绿子说罢,站起身向车站走去,我慌忙拦住。
“这么晚,到哪里去住?”
“找家旅馆就是了,反正无所谓。”
我想拉住绿子的胳膊,被她挣脱了,摇摇晃晃要过马路。一阵风吹来,绿子打了个寒噤,俯下身子,“哗”地一声呕吐起来。我帮她捶背,等她吐完,从商店买了瓶水,让她漱口。
“吐出来舒服多了,渡边君,谢谢。”待我转身,绿子已经恢复,脸色也比刚才好了很多。刚才要深夜坐郊区车的念头早忘了。“猜我现在想什么?”绿子说。
“猜不出来,你想的什么。”
“一个下雪的夜里,屋外堆了老高的积雪。”
“唔。”
“在一间玻璃墙壁的透明屋子里,中央的炉火烧得正烈,你和我一丝不挂地面对面吃饭。”
“吃饭我都穿衣服的呀!”
“听我继续说,吃完饭,我们也不收拾桌子,就地疯狂做爱。做累了,就回到餐桌上继续吃。”
“令人神往。”
“哎,渡边君,”绿子神秘地凑近我,“知道为了避孕,我让你泄在哪里吗?”
“唔。”
“我让你朝着炉火,这样干净,可以不用收拾那脏乎乎的东西。”
“残酷。可苦了那亿万条生命,太不人道了吧?”
“那有什么?”绿子说,“在人类的活动中,它们有几次是善终的?不都先进保险套再进垃圾箱吗?火葬还是仁慈的呢。” 经她这么一说,我觉得也的确是。
“啊,我立刻闻到了头发烧着的味道。”绿子自顾自地往下幻想,还抽了抽鼻子,好像确有其事。
“我们就这样夜以继日地做了一天一夜,直到你筋疲力尽,求我说:‘好绿子,放了我吧。’”
“谁求谁还不一定呢。”
“可在我的想象里就是你求的我,”绿子说,“我答应了你,不过提出了一个条件:以后要何时做,全由我说了算。”

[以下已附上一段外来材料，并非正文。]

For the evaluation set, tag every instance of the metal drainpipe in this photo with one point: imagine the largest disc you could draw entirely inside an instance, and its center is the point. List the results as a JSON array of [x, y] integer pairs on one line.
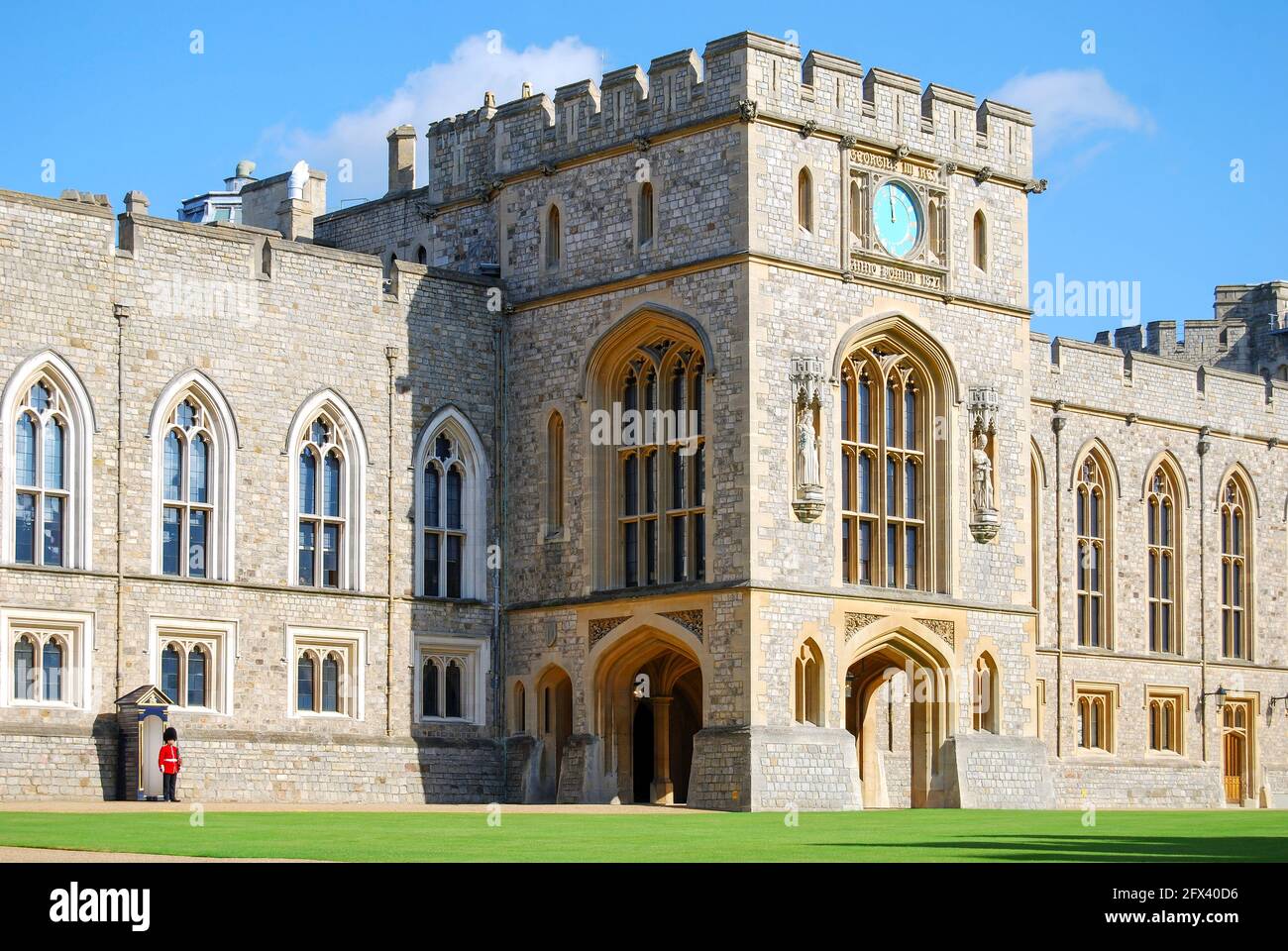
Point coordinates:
[[123, 315], [1057, 423], [1205, 445], [390, 357], [498, 441]]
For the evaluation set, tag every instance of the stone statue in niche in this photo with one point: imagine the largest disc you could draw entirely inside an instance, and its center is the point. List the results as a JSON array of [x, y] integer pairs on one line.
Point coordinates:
[[982, 475], [806, 449], [806, 411], [984, 519]]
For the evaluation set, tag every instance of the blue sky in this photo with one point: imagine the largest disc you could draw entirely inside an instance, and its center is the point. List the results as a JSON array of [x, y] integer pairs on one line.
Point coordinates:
[[1137, 142]]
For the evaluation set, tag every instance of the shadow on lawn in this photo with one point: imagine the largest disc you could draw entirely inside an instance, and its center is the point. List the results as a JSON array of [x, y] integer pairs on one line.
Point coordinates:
[[1102, 848]]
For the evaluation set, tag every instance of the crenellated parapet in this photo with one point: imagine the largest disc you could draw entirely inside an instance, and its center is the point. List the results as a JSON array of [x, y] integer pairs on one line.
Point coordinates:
[[745, 76], [1248, 333]]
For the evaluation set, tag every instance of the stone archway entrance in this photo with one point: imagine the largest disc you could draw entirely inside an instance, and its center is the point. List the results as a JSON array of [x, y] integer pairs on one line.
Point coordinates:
[[896, 707], [1235, 742], [648, 709], [554, 727]]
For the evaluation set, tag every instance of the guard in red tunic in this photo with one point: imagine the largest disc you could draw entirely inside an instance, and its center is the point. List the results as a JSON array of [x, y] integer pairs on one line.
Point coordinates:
[[170, 762]]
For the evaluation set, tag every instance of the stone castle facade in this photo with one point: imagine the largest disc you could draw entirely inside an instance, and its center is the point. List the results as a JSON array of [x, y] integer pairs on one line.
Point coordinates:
[[683, 440]]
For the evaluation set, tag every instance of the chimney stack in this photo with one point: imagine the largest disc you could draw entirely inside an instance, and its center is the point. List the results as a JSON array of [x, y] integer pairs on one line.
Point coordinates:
[[402, 158], [136, 204]]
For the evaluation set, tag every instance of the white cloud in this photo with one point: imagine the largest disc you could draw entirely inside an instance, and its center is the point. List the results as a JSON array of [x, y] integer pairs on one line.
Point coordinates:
[[1069, 105], [439, 90]]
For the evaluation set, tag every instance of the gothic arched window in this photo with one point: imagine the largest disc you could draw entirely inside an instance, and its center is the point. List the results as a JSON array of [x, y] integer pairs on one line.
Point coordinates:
[[805, 201], [554, 238], [1094, 561], [322, 513], [329, 459], [48, 425], [661, 466], [40, 476], [648, 453], [1235, 578], [1162, 539], [979, 241], [807, 685], [984, 694], [885, 459], [644, 214], [305, 681], [193, 444], [451, 509], [554, 475]]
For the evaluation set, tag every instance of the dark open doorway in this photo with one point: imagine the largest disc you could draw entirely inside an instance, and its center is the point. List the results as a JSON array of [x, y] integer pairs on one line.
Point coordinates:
[[643, 746]]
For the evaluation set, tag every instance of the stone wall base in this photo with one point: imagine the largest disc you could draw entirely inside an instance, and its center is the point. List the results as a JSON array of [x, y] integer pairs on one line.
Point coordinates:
[[277, 768], [984, 771], [772, 768], [1134, 784], [59, 766]]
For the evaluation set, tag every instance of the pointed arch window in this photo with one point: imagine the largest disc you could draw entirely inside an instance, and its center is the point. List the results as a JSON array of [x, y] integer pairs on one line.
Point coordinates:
[[193, 444], [43, 486], [322, 510], [451, 685], [809, 685], [327, 458], [644, 214], [1095, 705], [661, 466], [46, 659], [805, 201], [1235, 578], [1166, 727], [1094, 560], [984, 694], [187, 509], [329, 680], [451, 504], [1162, 538], [554, 239], [885, 459], [979, 241], [554, 476], [305, 682]]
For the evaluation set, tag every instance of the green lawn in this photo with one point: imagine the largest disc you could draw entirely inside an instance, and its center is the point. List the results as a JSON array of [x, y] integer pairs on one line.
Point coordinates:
[[866, 836]]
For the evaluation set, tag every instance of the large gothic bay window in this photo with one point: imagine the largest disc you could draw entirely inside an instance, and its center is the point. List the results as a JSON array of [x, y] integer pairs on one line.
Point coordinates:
[[48, 424], [885, 464], [661, 464], [451, 509], [327, 492], [647, 382], [1235, 578]]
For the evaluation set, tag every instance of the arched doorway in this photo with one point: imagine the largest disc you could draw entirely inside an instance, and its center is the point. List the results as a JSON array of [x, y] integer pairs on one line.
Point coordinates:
[[1235, 727], [648, 709], [896, 706], [554, 727]]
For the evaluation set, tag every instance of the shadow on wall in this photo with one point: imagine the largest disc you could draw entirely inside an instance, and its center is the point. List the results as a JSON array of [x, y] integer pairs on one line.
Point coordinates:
[[106, 736]]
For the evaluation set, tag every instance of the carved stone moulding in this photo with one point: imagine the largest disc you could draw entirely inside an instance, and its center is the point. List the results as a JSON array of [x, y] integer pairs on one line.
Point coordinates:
[[809, 504], [983, 526]]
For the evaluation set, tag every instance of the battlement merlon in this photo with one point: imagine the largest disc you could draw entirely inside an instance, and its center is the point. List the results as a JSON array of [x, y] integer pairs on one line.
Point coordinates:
[[473, 150]]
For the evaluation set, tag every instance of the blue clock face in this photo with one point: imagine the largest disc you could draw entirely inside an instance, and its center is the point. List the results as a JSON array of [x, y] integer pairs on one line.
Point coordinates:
[[897, 218]]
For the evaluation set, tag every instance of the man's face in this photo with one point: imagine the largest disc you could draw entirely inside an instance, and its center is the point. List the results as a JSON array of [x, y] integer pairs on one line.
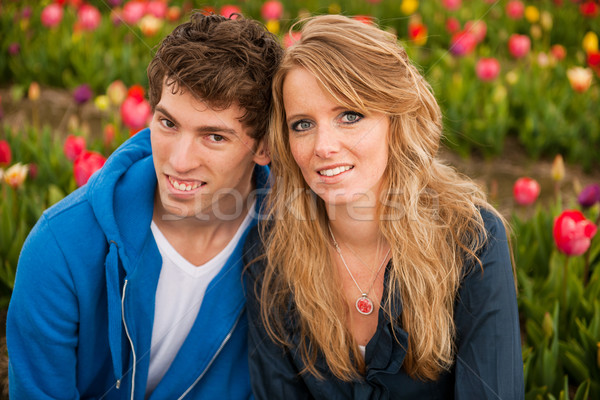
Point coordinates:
[[203, 158]]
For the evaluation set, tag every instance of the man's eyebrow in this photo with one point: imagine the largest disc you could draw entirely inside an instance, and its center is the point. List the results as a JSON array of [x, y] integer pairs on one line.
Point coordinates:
[[216, 129], [202, 128], [162, 110]]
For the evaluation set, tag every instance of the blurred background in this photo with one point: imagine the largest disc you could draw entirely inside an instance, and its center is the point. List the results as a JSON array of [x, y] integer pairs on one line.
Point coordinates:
[[517, 81]]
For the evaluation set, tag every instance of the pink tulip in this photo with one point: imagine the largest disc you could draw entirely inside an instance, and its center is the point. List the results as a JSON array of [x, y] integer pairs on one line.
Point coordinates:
[[515, 9], [477, 28], [74, 146], [51, 15], [5, 153], [157, 9], [463, 43], [88, 17], [85, 165], [558, 52], [135, 111], [573, 233], [451, 5], [133, 11], [487, 69], [526, 191], [228, 10], [519, 45], [271, 10]]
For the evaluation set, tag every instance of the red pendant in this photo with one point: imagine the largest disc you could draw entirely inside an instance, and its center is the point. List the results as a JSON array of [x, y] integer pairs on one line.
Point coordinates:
[[364, 305]]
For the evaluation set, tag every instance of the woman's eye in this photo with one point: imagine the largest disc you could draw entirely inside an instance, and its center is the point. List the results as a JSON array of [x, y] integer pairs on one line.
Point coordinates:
[[167, 123], [217, 138], [351, 117], [302, 125]]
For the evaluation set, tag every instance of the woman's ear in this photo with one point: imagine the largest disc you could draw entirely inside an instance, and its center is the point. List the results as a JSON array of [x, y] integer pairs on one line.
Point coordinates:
[[262, 155]]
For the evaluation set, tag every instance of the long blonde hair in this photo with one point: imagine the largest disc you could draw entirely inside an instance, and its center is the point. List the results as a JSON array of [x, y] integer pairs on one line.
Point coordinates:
[[429, 213]]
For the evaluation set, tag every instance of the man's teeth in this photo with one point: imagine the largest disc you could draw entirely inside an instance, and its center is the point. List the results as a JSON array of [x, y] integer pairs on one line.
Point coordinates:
[[182, 186], [335, 171]]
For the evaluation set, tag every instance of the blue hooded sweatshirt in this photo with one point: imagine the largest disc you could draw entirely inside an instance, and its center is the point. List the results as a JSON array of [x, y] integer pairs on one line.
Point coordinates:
[[80, 319]]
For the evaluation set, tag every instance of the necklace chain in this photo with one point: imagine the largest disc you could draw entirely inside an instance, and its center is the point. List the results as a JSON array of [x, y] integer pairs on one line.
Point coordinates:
[[364, 295]]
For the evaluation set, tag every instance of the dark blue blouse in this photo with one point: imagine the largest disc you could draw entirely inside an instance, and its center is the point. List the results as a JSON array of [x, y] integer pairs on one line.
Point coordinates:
[[488, 362]]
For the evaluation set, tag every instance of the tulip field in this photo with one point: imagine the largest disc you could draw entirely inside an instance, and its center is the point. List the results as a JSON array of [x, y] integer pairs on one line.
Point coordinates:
[[518, 72]]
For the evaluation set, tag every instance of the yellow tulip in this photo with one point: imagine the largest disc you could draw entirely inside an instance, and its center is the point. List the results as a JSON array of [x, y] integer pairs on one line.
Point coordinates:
[[590, 42], [102, 103], [580, 78], [15, 175], [409, 7], [558, 169], [34, 91], [273, 26]]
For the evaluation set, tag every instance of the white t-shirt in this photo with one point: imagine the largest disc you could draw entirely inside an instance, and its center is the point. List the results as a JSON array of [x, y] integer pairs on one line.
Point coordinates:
[[181, 288]]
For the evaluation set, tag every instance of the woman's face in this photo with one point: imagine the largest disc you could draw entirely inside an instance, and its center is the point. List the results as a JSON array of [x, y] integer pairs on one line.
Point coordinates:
[[342, 153]]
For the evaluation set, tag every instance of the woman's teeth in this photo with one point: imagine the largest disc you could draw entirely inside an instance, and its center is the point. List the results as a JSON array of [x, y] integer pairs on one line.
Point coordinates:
[[335, 171]]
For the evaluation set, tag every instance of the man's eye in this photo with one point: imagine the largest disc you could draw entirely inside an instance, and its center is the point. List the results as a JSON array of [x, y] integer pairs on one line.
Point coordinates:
[[167, 123], [302, 125]]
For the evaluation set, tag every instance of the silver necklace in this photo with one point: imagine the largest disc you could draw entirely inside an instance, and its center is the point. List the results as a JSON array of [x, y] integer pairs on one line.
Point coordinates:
[[364, 304]]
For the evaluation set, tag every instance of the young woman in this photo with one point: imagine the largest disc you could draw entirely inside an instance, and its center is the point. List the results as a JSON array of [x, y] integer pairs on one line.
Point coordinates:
[[382, 273]]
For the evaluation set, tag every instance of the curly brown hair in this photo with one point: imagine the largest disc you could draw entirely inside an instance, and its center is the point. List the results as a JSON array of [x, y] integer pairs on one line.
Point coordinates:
[[221, 61]]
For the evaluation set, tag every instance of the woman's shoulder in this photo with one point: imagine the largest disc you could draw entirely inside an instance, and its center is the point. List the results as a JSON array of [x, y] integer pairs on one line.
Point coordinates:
[[493, 224], [254, 250]]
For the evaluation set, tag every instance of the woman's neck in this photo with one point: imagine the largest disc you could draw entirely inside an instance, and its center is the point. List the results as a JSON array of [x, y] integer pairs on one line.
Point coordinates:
[[356, 227]]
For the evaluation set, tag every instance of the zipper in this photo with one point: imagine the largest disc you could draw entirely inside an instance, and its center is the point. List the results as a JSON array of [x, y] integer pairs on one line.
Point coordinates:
[[130, 341], [213, 358]]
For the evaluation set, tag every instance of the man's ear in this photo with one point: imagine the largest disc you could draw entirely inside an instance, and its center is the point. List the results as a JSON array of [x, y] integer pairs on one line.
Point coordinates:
[[262, 155]]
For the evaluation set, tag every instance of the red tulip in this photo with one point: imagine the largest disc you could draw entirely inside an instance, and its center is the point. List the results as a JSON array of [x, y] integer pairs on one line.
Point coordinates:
[[417, 33], [271, 10], [133, 11], [157, 9], [451, 5], [88, 17], [452, 25], [519, 45], [74, 146], [51, 15], [526, 191], [228, 10], [5, 153], [463, 43], [594, 61], [85, 165], [135, 110], [589, 9], [487, 69], [573, 233], [515, 9]]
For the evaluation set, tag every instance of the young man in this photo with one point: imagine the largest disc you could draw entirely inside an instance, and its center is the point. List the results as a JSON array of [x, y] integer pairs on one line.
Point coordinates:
[[131, 286]]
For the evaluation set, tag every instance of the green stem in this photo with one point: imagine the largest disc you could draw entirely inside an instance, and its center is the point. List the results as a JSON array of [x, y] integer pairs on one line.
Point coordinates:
[[564, 289], [586, 271]]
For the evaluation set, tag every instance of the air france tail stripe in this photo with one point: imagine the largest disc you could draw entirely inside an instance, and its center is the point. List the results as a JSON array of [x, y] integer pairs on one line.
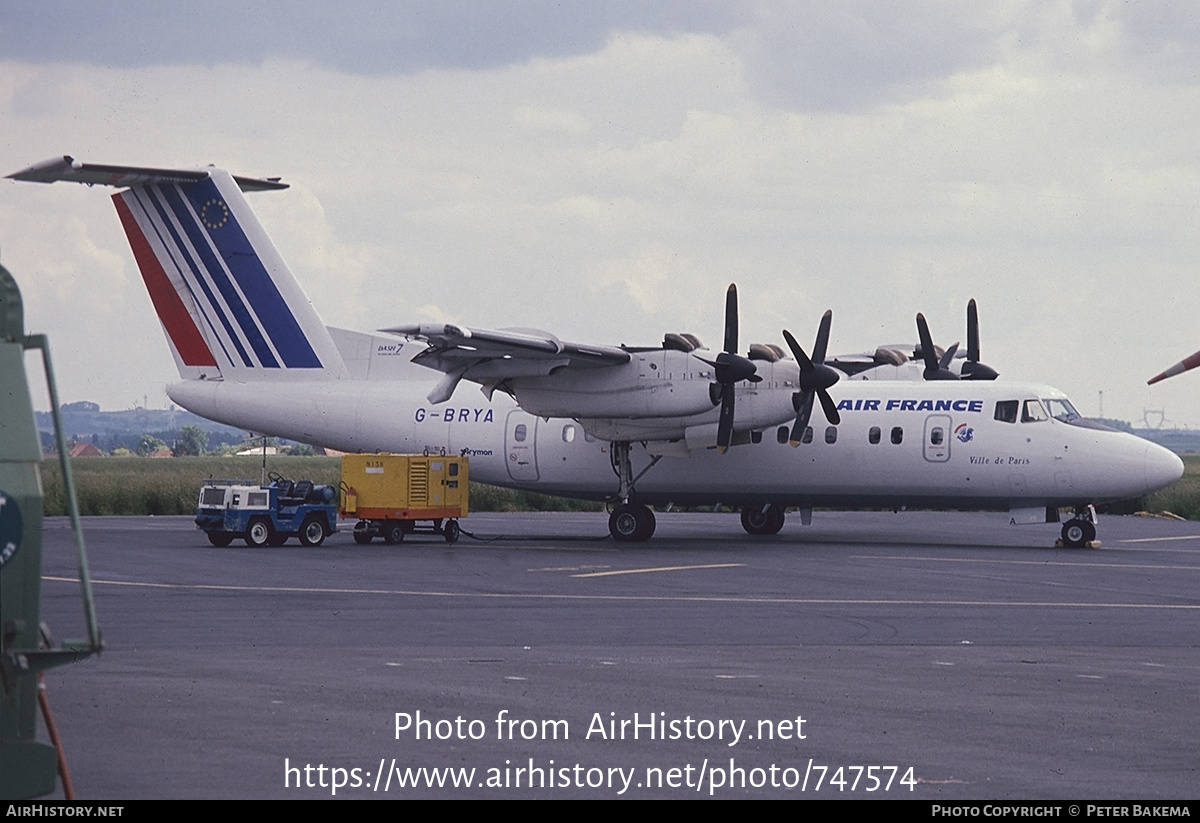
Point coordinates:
[[150, 197], [175, 319], [208, 263], [243, 262]]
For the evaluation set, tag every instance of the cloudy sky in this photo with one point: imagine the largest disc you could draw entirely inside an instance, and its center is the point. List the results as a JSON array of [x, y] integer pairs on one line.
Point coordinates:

“你慌不迭地答应了。”绿子说罢,从幻想中走出来,一脸满意地看着我。
“得,得。我可没有答应。”
1970年10月8日夜晚12点左右,在绿子家里,我们接吻了。我们的胳膊、身体、舌头与对方交互缠绕,绿子的唇柔软湿润,舌缠绵多情,充满弹性的胸脯让我不能自已。我的手刚伸到她的背后,却被她拦住了。